Lawmakers had much to lose and little to gain by broadcasting a tough decision.
Besides, if they held out, perhaps they could leverage their vote for a little favor from House leadership, which was desperately trying to whip up a majority. One Hill reporter overheard a lawmaker say he was holding out for a better committee assignment.
Mostly, Nevada’s House members were similarly keeping their thoughts to themselves.
Shortly after the first vote, held Sept. 29, Nevada Democratic Rep. Shelley Berkley and Republican Rep. Dean Heller, who both voted against the bailout, were both unreachable as they boarded planes back to Nevada.
Heller’s office was radio silent, not even issuing a press release about the vote. Berkley’s chief of staff filled in for the congresswoman as she retreated for the Jewish holiday.
Only Republican Rep. Jon Porter wanted to talk that Monday afternoon, taking the unusual step of holding a conference call with reporters following the vote.
Porter is in a tight reelection race against state Sen. Dina Titus, who dashed off a news release that afternoon opposing his vote.

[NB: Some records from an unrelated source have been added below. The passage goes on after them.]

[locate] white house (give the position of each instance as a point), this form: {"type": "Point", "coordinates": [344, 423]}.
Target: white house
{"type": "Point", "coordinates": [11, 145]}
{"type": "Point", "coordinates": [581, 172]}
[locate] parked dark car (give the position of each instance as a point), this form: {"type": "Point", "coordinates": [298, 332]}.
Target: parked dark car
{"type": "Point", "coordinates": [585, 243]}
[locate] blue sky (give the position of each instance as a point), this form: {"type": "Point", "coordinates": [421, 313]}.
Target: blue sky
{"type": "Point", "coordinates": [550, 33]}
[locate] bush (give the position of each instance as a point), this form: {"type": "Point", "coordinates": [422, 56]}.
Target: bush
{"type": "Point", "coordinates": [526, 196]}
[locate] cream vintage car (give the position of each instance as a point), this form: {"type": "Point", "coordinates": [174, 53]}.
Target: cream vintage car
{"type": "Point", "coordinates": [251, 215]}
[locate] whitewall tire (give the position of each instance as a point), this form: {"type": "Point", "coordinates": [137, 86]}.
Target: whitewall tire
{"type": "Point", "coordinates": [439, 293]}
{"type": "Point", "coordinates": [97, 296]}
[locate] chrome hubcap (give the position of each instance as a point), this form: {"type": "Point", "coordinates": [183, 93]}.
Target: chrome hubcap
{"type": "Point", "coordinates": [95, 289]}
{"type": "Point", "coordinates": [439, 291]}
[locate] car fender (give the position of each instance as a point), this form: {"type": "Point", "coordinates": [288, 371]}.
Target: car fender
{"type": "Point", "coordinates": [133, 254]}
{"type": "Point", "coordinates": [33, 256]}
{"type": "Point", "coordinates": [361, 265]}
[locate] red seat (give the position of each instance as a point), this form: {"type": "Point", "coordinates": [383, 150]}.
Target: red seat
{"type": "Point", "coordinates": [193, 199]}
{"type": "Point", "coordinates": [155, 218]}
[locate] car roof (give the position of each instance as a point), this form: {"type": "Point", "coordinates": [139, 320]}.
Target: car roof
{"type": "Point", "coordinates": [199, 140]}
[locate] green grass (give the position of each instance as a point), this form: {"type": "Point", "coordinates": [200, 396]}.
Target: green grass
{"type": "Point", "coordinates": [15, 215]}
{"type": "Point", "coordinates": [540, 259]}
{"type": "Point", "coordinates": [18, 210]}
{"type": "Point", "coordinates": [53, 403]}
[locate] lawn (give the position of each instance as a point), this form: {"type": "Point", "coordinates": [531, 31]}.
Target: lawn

Porter held forth on the long conference call in which he repeatedly spoke about being convinced he “did the right thing.”
“I’m willing to risk my reelection to do what’s right,” he said.
Heller’s opponent, Jill Derby, started criticizing his vote that afternoon before the congressman could get a word in.
The next day, Heller gave an interview and, according to a story in Northern Nevada’s Record-Courier newspaper, unloaded his thoughts at a conference at the Carson Valley Inn.
“Since last week, I’ve received about 1,000 calls a day,” Heller told the crowd, the paper reported. “Fifty percent of the callers said ‘no.’ The other 50 percent said ‘hell, no!’”
As the second vote approached, Berkley finally spoke out in favor of the bailout. She talked about the “reality of the situation” back in Las Vegas, where constituents were having difficulty as credit markets dried up. She noted the importance of the tax package that included breaks for the middle class and renewable energy firms that are doing business in the state.
At one point, she said she would have returned to the House in the minutes after the first vote to switch her vote — if that first vote had ended in a tie.
Berkley said the bailout was “like poison,” but a step she felt was necessary.